The Space class represents the metric space itself. It brings everything together, providing the core geometric operations. It must inherit from kmeanssa_ng.core.abstract.Space and implement several methods.

from kmeanssa_ng.core.abstract import Space

class MySpace(Space):
    def distance(self, p1: Point, p2: Point) -> float:
        """Compute your metric."""
        # Your distance computation
        pass

    def sample_points(self, n: int, strategy) -> list[Point]:
        """Sample random points using a strategy."""
        # Your sampling logic, e.g., by delegating to the strategy
        return strategy.sample(self, n)

    def center_from_point(self, point: Point) -> Center:
        """Create a Center from a Point."""
        # e.g., return MyCenter(point)
        pass

    def compute_clusters(self, centers: list[Center]) -> None:
        """Assign each observation to the nearest center."""
        # Your cluster assignment logic
        pass

    def calculate_energy(self, centers: list[Center]) -> float:
        """Compute sum of squared distances to nearest centers."""
        # Your energy calculation
        pass

Key responsibilities: - distance: The metric \(d(p_1, p_2)\). - sample_points: A factory method for creating points, which typically delegates to a SamplingStrategy. - center_from_point: A factory method for creating a Center from a Point. - compute_clusters and calculate_energy: Methods for assigning points to clusters and calculating the total k-means energy.

Step 4: Use the Algorithm

Once you have implemented MyPoint, MyCenter, and MySpace, you can use the SimulatedAnnealing algorithm out of the box.

from kmeanssa_ng import SimulatedAnnealing

# 1. Create your space and sample observations
my_space = MySpace(...)
# Assuming you've implemented a MySamplingStrategy
points = my_space.sample_points(100, strategy=MySamplingStrategy())

# 2. Run simulated annealing - it works immediately!
from kmeanssa_ng.core.strategies.initialization import KMeansPlusPlus
from kmeanssa_ng.core.strategies.robustification import MinimizeEnergy

sa = SimulatedAnnealing(observations=points, k=5)
centers = sa.run_interleaved(
    initialization_strategy=KMeansPlusPlus(),
    robustification_strategy=MinimizeEnergy()
)

print("Found cluster centers:", centers)

That’s it! The algorithm automatically works with your new space.

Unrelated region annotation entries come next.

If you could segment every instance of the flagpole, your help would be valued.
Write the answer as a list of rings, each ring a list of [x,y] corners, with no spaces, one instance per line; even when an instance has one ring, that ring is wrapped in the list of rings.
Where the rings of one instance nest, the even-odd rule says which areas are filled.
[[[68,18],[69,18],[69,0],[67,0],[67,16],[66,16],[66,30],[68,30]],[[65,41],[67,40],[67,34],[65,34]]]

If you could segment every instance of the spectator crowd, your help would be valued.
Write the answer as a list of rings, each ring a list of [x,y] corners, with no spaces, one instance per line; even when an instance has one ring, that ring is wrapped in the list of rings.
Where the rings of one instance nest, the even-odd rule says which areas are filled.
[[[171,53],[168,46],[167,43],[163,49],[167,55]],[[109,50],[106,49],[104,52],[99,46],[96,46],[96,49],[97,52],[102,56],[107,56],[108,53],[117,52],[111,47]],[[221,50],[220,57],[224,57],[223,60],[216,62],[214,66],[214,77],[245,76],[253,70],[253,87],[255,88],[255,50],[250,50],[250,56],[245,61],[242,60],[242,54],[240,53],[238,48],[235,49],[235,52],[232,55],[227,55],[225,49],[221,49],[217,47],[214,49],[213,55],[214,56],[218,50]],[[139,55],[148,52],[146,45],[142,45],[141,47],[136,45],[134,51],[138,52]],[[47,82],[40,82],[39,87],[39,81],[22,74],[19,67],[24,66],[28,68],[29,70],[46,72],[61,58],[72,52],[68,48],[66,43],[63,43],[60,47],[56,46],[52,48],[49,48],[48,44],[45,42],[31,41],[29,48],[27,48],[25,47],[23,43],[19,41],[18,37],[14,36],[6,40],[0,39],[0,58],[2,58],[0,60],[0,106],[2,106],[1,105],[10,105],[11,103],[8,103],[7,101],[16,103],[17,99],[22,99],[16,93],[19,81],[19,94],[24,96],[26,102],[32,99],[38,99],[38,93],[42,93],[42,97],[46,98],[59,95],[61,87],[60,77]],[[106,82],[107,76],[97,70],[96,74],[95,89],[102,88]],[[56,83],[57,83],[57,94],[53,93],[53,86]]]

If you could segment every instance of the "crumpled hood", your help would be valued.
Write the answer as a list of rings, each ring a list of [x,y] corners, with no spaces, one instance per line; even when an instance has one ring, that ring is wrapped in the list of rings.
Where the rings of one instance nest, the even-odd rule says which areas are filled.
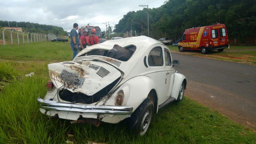
[[[48,65],[51,80],[57,88],[88,96],[109,85],[121,76],[120,72],[102,62],[62,62]]]

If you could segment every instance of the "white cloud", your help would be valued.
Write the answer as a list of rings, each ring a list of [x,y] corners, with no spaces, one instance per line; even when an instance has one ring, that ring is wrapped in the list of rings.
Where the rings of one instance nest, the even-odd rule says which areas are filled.
[[[51,25],[68,31],[74,23],[79,27],[90,23],[104,31],[102,23],[109,21],[114,26],[130,10],[142,9],[139,4],[149,3],[152,8],[159,7],[166,0],[0,0],[0,20]]]

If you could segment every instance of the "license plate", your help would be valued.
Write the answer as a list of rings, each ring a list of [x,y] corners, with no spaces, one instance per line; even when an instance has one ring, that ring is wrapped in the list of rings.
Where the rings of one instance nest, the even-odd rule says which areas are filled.
[[[64,69],[59,77],[63,81],[63,87],[66,89],[77,89],[81,87],[84,78],[79,78],[78,73],[70,73]]]

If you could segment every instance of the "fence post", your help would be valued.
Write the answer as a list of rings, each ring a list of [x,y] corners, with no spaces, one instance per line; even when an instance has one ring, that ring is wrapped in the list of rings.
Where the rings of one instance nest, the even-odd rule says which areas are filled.
[[[25,41],[24,41],[24,33],[25,31],[22,33],[22,39],[23,39],[23,45],[25,44]]]
[[[27,35],[27,40],[28,40],[28,34],[29,34],[29,32],[28,33],[28,35]]]
[[[5,29],[2,31],[2,40],[4,45],[5,45],[5,31],[6,29],[6,28],[5,28]]]
[[[19,45],[19,31],[18,31],[18,33],[17,33],[17,38],[18,39],[18,45]]]
[[[13,41],[12,40],[12,32],[14,31],[14,30],[12,30],[11,31],[11,43],[12,43],[12,45],[13,43]]]

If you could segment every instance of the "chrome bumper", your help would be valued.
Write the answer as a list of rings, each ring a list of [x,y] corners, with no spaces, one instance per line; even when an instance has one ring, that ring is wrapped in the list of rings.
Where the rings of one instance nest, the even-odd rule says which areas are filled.
[[[37,99],[40,108],[47,111],[69,111],[81,113],[94,113],[109,114],[131,114],[132,107],[105,105],[85,106],[44,100],[40,97]]]

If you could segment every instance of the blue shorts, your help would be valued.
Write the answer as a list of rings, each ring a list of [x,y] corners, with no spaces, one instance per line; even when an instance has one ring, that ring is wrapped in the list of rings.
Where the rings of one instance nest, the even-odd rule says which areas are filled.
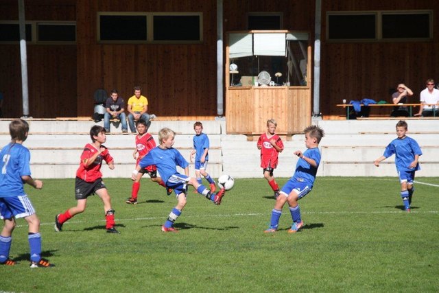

Conceptual Example: Unit Circle

Here’s a conceptual implementation for clustering on the unit circle \(S^1\), where points are defined by an angle.

import numpy as np
from kmeanssa_ng.core.abstract import Point, Center, Space

class CirclePoint(Point):
    def __init__(self, space: 'CircleSpace', angle: float):
        self._space = space
        self.angle = angle % (2 * np.pi)  # Normalize to [0, 2π)

    @property
    def space(self) -> Space:
        return self._space

class CircleCenter(CirclePoint, Center):
    def brownian_motion(self, time_to_travel: float) -> None:
        # Random angular displacement
        displacement = np.random.normal(0, np.sqrt(time_to_travel))
        self.angle = (self.angle + displacement) % (2 * np.pi)

    def drift(self, target_point: Point, prop_to_travel: float) -> None:
        # Move toward target along the shorter arc
        target_angle = target_point.angle
        diff = (target_angle - self.angle) % (2 * np.pi)
        if diff > np.pi:
            diff -= 2 * np.pi # Move along the shorter arc
        self.angle = (self.angle + prop_to_travel * diff) % (2 * np.pi)

class CircleSpace(Space):
    def distance(self, p1: Point, p2: Point) -> float:
        # Angular distance (length of the shorter arc)
        diff = abs(p1.angle - p2.angle)
        return min(diff, 2 * np.pi - diff)

    # ... other methods (sampling, etc.) would be implemented here ...

This example demonstrates how the framework generalizes to any space where you can define a distance metric and a notion of movement for the centers.